Ahora el buen Emmanuel suele presentarse en el Auditorio Nacional y yo suelo acudir puntualmente a su encuentro para pasar un par de maravillosas y nostálgicas horas juntos. Por cierto, Emmanuel está por presentarse próximamente en el Auditorio Nacional, el problema (al menos para mí), es que ahora suele invitar al escenario a su desabrido y soporífero hijo Alexander Acha, cosa que no me gusta nada. Y es que eso de tener que fumarme al crío “ajuerzas”, no me pasa, así que por primera vez en mucho tiempo creo que le voy a fallar al caballero de las siete lunas y no asistiré a su próximo concierto. Como quiera, así como Rick (Humphrey Bogart) e Ilsa (Ingrid Bergman) siempre tendrán Paris para ellos, pues Emmanuel y yo siempre tendremos al “Premier” para nosotros.
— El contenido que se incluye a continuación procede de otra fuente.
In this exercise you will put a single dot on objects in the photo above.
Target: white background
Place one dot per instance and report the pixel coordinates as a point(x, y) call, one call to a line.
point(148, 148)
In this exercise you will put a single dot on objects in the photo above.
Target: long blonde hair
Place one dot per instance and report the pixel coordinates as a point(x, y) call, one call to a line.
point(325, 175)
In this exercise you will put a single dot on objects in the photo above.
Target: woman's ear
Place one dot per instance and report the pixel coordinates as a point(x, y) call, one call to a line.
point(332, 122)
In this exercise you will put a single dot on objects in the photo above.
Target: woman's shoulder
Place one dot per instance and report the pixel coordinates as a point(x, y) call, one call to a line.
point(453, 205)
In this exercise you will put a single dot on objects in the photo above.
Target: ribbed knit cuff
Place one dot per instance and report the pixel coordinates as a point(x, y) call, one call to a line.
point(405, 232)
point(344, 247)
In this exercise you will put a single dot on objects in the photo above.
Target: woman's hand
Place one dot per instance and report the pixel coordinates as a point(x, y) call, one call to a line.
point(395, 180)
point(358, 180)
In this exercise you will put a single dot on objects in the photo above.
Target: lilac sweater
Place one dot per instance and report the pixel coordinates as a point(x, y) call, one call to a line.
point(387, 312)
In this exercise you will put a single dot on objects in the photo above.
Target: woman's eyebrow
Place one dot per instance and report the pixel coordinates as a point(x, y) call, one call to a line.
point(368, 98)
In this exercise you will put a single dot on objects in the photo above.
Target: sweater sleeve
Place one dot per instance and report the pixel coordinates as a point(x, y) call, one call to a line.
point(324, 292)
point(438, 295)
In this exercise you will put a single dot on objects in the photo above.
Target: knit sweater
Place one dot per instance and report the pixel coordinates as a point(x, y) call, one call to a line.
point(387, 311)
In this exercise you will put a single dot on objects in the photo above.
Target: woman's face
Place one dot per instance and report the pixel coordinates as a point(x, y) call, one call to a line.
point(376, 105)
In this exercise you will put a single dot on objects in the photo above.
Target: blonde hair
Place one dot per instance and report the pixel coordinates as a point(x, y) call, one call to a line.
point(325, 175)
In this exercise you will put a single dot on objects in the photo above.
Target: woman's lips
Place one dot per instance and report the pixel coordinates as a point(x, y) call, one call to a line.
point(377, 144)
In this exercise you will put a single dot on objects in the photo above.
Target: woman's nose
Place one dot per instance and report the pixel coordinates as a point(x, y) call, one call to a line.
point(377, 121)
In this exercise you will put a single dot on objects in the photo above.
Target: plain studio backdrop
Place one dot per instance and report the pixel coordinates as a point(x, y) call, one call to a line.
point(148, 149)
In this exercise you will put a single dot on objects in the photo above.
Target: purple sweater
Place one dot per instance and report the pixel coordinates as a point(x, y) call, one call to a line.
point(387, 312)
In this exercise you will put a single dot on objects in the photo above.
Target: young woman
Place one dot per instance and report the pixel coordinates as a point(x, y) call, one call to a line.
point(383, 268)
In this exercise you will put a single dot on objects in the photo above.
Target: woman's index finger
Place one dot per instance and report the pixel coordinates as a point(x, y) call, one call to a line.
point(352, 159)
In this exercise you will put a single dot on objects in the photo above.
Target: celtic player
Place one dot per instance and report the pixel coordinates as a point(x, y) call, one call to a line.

Por cierto, mientras escribía este nostálgico mamotreto, escuché mi viejo casete “Íntimamente” de Emmanuel... ¡¿quiuvo?!


Los tiempos pasados no fueron mejores… ¡pero sí más chidos!

2 comentarios:

Anónimo dijo...

siempre he pensado que emmanuel con solo dos discos:al final (1979) e intimamente (1980),fue muy superior al sobrevalorado teporochin "pepe pepe" que desgraciadamente lo consideran mejor que a emmanuel..
que rolas: al final,ese terco corazon, todo se derrumbo, etc. son clasicos.. todo lo que le produjo manuel alejandro en esos años fue puro hit...

Anónimo dijo...

Yo pienso que son dos artistas muy diferentes y cada uno tiene su merito propio, no es posible compararlos. Comparar a Lennon con Dylan seria igual de ocioso. Emmanuel siempre busco innovar, incluso lo criticaron mucho por eso pero el aun asi se atrevio. Yo no tenia ni la edad ni el dinero para ir a Premier asi que me quede sin conocerlo, ni modo.